The Canadian Security Intelligence Service published a job offer for Network Exploitation Analyst on Ottawa’s government website.
Canadian Security Intelligence Service (CSIS) has opened a vacancy for what is thought be some to essentially be a hacker. The job description for Network Exploitation Analyst was published on the Canadian Government website.
According to the published vacancy, the applicant will be tasked with “conducting technical analysis of technical artifacts using reverse engineering and forensics,” as well as engaging to “design, architect and implement systems to support cyber investigative activities.”
The applicant is expected to be experienced with programing languages, including not only C/C++, but also PHP, Python and shell scripting.

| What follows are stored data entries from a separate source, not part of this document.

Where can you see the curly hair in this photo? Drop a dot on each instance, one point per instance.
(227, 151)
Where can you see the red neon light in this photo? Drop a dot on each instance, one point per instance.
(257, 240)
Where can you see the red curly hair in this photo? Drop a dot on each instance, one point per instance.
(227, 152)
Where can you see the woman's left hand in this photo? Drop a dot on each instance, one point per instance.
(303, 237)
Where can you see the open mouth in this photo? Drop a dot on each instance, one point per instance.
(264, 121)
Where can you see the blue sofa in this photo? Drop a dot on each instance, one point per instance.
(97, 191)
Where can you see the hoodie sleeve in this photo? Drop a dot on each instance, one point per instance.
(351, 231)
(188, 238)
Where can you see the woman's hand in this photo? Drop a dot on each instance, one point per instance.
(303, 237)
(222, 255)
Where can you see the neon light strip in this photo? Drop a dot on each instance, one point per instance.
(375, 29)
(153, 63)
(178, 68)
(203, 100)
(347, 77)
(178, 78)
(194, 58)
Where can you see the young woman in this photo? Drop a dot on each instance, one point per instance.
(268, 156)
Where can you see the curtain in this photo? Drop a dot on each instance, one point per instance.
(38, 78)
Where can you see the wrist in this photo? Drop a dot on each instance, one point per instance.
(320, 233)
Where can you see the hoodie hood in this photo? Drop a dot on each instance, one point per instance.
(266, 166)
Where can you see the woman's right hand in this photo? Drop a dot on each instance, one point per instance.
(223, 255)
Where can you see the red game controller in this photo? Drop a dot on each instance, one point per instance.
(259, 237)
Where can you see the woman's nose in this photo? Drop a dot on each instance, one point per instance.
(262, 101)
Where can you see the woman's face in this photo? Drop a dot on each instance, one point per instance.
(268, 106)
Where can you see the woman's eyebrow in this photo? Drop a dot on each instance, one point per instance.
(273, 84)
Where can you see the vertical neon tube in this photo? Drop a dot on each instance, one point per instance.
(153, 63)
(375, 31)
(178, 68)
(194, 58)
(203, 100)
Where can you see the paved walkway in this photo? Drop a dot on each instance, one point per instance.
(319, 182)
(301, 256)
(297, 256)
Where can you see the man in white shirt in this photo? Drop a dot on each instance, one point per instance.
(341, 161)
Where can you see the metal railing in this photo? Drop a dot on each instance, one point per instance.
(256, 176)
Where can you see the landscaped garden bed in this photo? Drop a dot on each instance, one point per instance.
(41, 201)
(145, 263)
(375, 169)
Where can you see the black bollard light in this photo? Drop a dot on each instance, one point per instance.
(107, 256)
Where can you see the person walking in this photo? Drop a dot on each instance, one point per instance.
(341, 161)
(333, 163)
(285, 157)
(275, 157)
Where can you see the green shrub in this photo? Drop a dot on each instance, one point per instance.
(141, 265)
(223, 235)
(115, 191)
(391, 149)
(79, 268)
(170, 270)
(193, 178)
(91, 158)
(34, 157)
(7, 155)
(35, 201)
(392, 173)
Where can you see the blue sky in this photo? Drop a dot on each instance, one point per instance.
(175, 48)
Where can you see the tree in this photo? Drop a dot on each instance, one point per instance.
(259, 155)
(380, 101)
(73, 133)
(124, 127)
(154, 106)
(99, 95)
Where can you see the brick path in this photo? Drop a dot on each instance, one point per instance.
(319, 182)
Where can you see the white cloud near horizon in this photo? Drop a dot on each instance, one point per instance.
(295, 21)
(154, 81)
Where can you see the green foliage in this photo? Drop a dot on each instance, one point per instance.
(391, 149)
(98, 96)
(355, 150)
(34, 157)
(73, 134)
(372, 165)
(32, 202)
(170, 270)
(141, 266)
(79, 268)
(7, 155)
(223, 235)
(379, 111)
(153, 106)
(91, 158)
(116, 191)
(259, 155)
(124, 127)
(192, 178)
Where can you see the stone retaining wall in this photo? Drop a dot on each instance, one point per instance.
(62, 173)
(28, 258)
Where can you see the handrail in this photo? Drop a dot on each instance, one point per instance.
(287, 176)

The applicant must also be experienced with everything network-related: virtual private networks (VPN), firewalls, network protocols and hardware infrastructure.
There are several options regarding an applicant’s education, depending on their level and Canadian Intelligence demands a varying amount of working experience.

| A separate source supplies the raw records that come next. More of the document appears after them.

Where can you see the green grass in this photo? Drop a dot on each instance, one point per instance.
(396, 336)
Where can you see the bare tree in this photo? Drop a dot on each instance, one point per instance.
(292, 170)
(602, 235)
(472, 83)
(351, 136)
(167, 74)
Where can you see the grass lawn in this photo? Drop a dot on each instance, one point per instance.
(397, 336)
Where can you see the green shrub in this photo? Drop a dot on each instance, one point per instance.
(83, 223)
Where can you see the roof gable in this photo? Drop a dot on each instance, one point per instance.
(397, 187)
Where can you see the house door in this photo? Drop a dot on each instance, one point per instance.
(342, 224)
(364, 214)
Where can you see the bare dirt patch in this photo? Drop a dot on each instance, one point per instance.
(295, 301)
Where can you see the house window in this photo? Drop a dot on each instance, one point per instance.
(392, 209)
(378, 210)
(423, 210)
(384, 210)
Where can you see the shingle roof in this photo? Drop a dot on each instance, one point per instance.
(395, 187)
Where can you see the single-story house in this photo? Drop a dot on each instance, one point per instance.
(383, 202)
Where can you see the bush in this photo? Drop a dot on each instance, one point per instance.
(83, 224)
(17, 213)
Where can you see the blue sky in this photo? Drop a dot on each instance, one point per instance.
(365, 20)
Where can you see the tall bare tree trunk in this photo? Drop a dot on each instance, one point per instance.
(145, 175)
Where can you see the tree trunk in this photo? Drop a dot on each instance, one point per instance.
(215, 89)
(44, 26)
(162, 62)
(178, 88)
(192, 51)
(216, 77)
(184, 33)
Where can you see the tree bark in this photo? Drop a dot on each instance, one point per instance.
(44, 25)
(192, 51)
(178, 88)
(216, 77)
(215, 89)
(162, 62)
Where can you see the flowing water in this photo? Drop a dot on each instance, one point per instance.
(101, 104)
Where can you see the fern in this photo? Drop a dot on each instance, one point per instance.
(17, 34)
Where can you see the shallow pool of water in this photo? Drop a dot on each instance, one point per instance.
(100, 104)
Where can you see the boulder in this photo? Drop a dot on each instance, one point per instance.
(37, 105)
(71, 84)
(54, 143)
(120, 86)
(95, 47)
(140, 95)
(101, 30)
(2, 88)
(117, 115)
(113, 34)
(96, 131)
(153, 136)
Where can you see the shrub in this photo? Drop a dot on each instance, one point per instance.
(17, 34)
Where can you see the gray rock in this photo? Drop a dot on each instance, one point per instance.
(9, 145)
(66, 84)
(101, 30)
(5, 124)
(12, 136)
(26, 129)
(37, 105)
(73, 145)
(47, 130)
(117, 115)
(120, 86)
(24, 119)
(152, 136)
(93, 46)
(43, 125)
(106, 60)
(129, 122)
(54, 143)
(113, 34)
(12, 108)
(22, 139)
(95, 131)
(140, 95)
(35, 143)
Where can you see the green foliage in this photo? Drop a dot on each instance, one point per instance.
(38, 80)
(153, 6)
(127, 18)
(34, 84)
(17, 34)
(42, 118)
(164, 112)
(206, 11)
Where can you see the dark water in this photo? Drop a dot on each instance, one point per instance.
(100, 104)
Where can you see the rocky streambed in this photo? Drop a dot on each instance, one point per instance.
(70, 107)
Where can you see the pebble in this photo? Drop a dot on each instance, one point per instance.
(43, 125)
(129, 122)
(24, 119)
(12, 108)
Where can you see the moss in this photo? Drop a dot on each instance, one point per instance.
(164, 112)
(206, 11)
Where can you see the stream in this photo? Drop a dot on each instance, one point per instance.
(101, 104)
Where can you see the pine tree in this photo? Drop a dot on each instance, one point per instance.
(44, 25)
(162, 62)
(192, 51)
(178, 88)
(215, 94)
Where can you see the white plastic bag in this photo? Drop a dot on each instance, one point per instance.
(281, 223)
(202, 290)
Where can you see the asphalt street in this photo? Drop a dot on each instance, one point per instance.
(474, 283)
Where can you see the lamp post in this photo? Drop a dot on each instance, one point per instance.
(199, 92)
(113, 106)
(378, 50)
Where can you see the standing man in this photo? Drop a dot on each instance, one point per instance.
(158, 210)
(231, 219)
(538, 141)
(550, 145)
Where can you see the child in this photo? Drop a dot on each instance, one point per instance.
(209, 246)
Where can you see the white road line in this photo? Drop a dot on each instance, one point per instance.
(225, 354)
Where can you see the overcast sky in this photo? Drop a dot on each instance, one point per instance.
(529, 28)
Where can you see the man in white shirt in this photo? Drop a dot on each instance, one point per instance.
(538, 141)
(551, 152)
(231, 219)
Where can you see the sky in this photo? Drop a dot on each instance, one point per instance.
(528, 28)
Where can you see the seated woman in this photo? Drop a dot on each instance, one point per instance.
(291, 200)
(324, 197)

CSIS is Ottawa’s intelligence service tasked with fighting real and virtual threats to the national security of Canada, including — it is assumed — gathering information and conducting secret operations both on Canadian soil and abroad. When faced with high-tech issues, it routinely relies on its Communication Security Establishment (CSE), according to The Star.

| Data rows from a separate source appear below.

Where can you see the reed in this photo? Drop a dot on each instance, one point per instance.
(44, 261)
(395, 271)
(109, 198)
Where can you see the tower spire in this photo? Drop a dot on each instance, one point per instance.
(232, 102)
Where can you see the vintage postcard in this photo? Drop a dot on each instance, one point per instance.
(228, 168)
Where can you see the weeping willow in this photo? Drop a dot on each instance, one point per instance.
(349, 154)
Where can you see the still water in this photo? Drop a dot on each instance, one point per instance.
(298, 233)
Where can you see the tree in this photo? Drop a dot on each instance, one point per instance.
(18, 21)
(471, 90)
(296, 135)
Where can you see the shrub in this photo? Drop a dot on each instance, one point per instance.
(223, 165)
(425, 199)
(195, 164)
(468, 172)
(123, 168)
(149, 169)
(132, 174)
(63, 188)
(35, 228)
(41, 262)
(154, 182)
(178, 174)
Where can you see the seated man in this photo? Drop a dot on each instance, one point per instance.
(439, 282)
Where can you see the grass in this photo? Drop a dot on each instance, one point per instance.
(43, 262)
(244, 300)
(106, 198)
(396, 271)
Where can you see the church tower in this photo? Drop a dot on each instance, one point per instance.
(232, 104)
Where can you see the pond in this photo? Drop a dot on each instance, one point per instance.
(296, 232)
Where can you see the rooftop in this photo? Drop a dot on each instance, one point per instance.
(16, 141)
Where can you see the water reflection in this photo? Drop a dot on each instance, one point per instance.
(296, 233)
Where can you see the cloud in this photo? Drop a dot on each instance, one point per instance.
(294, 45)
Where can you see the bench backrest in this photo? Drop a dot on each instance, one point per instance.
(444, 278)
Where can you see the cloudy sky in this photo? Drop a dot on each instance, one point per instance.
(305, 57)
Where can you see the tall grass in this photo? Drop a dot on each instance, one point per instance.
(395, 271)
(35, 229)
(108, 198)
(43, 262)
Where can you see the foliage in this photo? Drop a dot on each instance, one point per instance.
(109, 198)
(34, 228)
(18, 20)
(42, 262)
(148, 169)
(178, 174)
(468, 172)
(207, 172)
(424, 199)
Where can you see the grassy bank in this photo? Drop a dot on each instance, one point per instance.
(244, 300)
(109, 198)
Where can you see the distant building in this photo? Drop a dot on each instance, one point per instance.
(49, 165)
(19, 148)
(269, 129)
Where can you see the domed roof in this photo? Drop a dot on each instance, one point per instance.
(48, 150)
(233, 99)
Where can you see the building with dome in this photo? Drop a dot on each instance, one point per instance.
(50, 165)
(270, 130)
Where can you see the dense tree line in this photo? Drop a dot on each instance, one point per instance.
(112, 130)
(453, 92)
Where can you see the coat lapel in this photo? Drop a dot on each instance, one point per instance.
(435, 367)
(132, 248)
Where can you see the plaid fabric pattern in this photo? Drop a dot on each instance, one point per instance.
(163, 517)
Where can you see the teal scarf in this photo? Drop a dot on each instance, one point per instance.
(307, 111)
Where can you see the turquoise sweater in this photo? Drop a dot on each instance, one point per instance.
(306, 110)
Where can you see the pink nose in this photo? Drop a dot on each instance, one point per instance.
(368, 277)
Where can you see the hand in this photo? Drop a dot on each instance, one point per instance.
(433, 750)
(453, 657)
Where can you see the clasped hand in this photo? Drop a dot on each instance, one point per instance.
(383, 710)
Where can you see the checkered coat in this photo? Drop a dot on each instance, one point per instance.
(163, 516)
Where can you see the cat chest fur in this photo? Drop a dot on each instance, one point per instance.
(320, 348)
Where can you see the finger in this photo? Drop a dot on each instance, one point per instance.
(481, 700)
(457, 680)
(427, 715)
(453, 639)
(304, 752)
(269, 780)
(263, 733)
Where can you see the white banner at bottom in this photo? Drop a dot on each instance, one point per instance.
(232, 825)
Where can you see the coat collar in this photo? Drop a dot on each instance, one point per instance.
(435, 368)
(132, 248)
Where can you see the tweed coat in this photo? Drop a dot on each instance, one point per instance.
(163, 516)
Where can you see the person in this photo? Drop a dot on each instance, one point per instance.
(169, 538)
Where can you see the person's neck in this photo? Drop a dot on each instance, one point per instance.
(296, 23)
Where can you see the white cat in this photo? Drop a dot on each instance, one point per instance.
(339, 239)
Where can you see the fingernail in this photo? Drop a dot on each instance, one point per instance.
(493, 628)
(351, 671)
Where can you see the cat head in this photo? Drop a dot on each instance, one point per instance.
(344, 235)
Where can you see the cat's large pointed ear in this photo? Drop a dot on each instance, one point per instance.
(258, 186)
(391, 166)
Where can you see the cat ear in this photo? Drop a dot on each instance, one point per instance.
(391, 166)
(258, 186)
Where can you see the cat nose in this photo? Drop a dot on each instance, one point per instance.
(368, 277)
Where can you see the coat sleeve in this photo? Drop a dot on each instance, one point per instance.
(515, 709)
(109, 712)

The CSE is tasked with gathering intelligence abroad and is forbidden to spy on Canadians at home, but is allowed to assist intelligence and law enforcement on Canadian soil.
While proponents say CSIS needs in-house hackers to better do its job of countering threats to the national security of Canada, opponents warn that there is too much uncertainty and obscurity regarding what, precisely, the service can and cannot do.
“While (Liberal national security bill) C-59 placed some limits and provided some clarity on what those disruption powers would entail, the prospect of CSIS hacking in any form should give everyone pause, especially because there is still a lot of uncertainty around what that mandate would allow,” noted Ronald Deibert, the director of Citizen Lab at the University of Toronto’s Munk School of Global Affairs.
“Practically speaking, CSIS hacking could include computer network interference in a foreign election process, compromising the integrity of important digital tools that Canadians rely on for everyday privacy and security, creating fake online personas and using them to spread disinformation and more,” Deibert said, cited by The Star
Bill C-59, introduced in 2017 by Public Safety Minister Ralph Goodale, has not yet become law. C-59 sets parameters for how the spy agency can access, collect and analyze “publicly-available data” in its investigations, but critics say the limit of its powers in the document are too vaguely defined and overly broad.
According to CSIS spokesman John Townsend, Bill C-59 also gives the agency “clear legislative authority” to collect and analyze information not “directly or immediately” related to national security threats.